Providing community members, patients and caregivers—from nurses to food service staff to “anyone who touches the patient experience,” Donovan stressed—with the support and resources needed to pioneer innovation is an extensive effort that has spurred new collaborations and cross-functional teams at Children’s. “Before we formed our team, Children’s had a burgeoning innovation group that was focused on building apps in the hospital, but there was still a need for community initiatives and patient advocacy,” Dr. Docktor said.

Hacking Pediatrics, in collaboration with the Martha Eliot Health Center and local schools, formed in part to fill this need, and devote their time and resources to educating children on important health care topics, technology and “tech stuff” like coding, according to Dr. Docktor and Donovan.

In addition to the Hacking Pediatrics events, the Innovation and Digital Health Accelerator (IDHA) offers resources to more fully engage clinicians to bring out their great ideas, help develop them and carry them to commercialization, Amerling said.

The IDHA has spearheaded initiatives like the Prodigy Bar, which offers open office hours for anyone with an idea to improve the delivery of pediatric care, and an internal development shop, which provides one-on-one time with developers, business analysts and clinical advisors at Children’s, Amerling explained.

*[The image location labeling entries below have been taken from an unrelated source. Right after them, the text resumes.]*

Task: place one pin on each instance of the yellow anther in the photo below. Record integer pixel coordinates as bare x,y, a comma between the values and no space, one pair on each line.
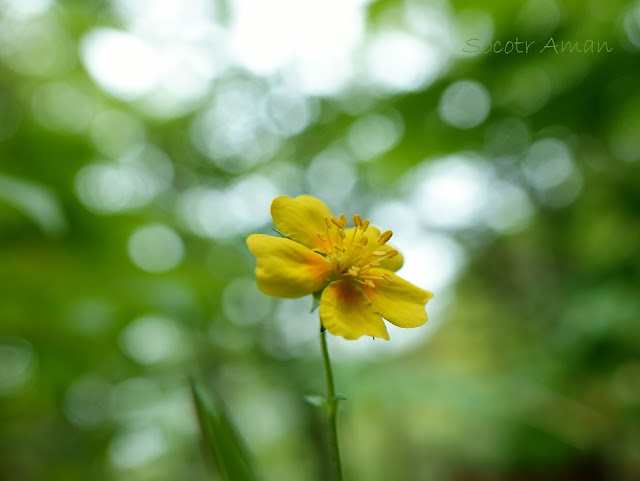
384,237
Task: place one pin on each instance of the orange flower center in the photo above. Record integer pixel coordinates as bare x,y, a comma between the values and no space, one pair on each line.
350,255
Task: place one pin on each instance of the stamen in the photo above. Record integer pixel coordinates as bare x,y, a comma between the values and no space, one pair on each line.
384,237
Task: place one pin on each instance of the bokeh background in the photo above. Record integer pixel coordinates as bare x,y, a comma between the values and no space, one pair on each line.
141,141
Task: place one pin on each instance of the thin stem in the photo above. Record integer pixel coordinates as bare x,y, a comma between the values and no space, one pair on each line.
332,406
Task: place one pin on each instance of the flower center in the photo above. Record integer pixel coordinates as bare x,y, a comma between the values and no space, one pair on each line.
351,255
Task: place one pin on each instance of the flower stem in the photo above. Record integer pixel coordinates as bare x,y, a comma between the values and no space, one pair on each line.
332,406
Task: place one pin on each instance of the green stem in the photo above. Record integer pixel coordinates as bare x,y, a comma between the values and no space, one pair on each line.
332,406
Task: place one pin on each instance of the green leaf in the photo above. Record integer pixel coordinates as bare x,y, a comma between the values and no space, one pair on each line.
316,400
222,440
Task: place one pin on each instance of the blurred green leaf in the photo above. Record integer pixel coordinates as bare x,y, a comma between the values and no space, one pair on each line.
221,438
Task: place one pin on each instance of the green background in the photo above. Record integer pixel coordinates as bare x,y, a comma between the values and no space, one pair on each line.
511,181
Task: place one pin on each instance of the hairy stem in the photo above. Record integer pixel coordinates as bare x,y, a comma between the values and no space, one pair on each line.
332,406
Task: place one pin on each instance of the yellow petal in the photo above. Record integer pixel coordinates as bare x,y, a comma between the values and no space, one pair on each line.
286,268
398,301
345,311
372,235
301,219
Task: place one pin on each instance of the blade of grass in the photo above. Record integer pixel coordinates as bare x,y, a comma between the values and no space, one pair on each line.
222,440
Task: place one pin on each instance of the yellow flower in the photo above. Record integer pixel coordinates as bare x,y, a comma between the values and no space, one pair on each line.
353,269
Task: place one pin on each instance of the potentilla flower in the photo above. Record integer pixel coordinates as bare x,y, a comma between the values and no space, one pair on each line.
351,270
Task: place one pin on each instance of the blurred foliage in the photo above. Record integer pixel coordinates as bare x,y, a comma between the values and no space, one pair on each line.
124,205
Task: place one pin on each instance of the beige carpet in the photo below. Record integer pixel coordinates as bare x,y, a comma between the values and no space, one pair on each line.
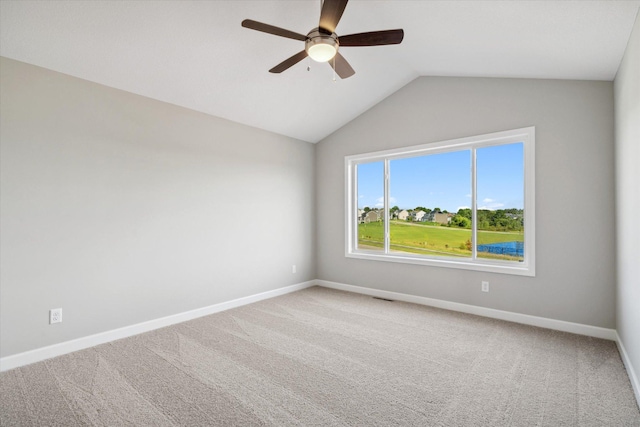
329,358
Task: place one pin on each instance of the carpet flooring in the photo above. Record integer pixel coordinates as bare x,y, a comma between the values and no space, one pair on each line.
321,357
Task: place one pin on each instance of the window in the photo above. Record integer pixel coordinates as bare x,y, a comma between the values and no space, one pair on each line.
466,203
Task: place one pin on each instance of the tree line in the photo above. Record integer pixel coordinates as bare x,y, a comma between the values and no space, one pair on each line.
511,219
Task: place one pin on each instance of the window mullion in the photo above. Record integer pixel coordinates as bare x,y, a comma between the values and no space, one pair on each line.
386,207
474,214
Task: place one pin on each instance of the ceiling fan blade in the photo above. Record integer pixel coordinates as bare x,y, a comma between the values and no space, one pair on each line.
342,67
373,38
289,62
330,14
270,29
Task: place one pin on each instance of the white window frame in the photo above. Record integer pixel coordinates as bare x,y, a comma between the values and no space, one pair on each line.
524,268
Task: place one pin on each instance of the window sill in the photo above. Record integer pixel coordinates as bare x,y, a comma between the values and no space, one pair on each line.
521,269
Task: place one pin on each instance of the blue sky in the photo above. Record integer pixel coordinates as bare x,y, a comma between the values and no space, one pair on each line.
444,180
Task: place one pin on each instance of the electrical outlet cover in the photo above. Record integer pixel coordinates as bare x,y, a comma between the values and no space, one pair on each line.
55,316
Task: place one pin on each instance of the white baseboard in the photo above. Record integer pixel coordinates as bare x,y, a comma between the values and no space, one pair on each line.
39,354
559,325
635,384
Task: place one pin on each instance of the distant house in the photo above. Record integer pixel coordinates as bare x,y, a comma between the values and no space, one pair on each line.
372,216
419,216
439,217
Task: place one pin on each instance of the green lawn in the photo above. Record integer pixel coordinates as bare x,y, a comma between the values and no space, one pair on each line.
430,240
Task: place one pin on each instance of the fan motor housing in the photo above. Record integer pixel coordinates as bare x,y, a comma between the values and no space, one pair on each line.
321,46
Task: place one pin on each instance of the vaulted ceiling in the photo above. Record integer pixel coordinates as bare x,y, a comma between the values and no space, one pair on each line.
196,54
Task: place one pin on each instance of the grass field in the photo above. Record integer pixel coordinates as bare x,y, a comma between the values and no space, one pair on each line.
432,240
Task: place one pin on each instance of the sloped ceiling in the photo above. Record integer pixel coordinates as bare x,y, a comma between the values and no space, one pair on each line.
196,54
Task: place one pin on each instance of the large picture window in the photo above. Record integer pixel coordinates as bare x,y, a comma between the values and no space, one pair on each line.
465,203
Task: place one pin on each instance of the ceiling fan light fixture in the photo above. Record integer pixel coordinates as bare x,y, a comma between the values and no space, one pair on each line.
321,47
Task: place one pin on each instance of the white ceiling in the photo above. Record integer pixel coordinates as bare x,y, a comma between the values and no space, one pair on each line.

The result is “an ecosystem” of clinical and technology experts driven by the desire to learn from existing consumer technologies and other industries—not to reinvent the wheel, Dr. Docktor added. “We’ve always been an innovative place,” he posited. “But historically, the word has been limited to clinical innovation—new surgical techniques, new drugs, those sorts of things. Now, we’re becoming innovators in consumer technology and software and even simple processes, and there’s this thing in the fabric of Children’s about innovating and questioning. What this means, at least to me, is that a handful of people at any organization can plant a seed change in their culture to be more supportive of innovation.”